10/21 With President Obama back as class warrior in chief, Democrats would like to get back on their wave; but that is not the nature of waves — once you get off, it’s hard to get back on.  Many Senate races are firming up, but the House is looking out of reach. Scenario 1: Republican wave 23%. Scenario 2: Democratic wave 35%. Scenario 3: Anti-incumbent wave 11%. Scenario 4: No wave 24%. Scenario 5: Pro-incumbent wave 7%.

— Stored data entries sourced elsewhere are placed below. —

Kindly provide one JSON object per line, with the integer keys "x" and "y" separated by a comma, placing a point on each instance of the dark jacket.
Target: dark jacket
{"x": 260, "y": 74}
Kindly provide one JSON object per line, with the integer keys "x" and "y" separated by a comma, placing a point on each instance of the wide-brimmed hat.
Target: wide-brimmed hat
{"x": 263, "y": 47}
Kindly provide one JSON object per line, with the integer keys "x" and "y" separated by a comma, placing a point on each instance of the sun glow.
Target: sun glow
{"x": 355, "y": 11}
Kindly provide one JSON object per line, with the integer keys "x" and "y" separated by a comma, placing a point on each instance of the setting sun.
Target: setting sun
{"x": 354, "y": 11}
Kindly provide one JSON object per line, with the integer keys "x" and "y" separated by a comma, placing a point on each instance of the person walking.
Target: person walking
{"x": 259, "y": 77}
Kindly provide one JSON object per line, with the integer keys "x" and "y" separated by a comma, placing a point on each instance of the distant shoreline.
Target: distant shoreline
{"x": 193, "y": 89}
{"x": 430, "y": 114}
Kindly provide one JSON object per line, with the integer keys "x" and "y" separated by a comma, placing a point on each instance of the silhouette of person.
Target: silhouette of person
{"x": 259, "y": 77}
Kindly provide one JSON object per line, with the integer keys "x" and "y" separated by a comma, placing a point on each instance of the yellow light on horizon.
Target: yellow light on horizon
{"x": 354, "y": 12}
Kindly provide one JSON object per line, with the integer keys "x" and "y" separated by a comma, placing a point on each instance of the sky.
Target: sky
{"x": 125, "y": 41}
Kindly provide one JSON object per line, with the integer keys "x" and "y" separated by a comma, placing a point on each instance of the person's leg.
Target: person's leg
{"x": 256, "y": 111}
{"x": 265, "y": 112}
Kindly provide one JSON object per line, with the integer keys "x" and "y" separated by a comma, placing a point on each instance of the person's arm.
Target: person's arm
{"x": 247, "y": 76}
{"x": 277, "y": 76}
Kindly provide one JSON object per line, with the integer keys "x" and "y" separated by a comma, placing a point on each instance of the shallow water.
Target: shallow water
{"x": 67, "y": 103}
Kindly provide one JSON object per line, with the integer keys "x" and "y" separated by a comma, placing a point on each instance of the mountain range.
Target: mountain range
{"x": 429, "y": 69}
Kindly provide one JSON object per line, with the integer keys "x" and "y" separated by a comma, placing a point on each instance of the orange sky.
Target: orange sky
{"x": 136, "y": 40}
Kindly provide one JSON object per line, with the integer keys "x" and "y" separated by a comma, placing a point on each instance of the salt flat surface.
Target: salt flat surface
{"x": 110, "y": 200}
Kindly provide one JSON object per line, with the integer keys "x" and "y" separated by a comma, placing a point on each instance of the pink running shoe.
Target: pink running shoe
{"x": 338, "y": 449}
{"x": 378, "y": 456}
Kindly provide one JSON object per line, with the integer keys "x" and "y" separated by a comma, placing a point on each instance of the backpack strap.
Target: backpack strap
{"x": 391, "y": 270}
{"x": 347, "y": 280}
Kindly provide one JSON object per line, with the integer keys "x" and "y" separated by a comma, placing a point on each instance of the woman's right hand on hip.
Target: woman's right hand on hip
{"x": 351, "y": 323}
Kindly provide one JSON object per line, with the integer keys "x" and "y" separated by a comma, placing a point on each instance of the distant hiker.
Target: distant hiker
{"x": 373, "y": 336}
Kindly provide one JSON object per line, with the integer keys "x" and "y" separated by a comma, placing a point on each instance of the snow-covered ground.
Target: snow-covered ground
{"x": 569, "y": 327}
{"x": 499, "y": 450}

10/12 Veep put Romney on notice for the second debate: Bring facts or be challenged. With the top of the ticket back on track, the Democratic wave is still possible; but only if the “battle for the middle class” theme is the tip of the spear. Scenario 1: Republican wave 20%. Scenario 2: Democratic wave 41%. Scenario 3: Anti-incumbent wave 11%. Scenario 4: No wave 18%. Scenario 5: Pro-incumbent wave 10%.

10/5 The chances of this being a Democratic wave election are premised on Democrats winning a class war Republicans would regret fighting in an election year.  But this won’t happen without a class warrior at the top of the ticket, and Wednesday’s Obama was no warrior.  Still Romney’s sudden policy shift to the center creates new vulnerabilities for Romney (Question: Can he be both a flip-flopper and frighteningly far right? Answer: He’s an out of touch billionaire whose policies hurt the middle class “takers” and benefit billionaire “makers”)   It also creates new complications for Republicans running for the Senate and House.  Scenario 1: Republican wave 17%. Scenario 2: Democratic wave 47%. Scenario 3: Anti-incumbent wave 10%. Scenario 4: No wave 15%. Scenario 5: Pro-incumbent wave 11%.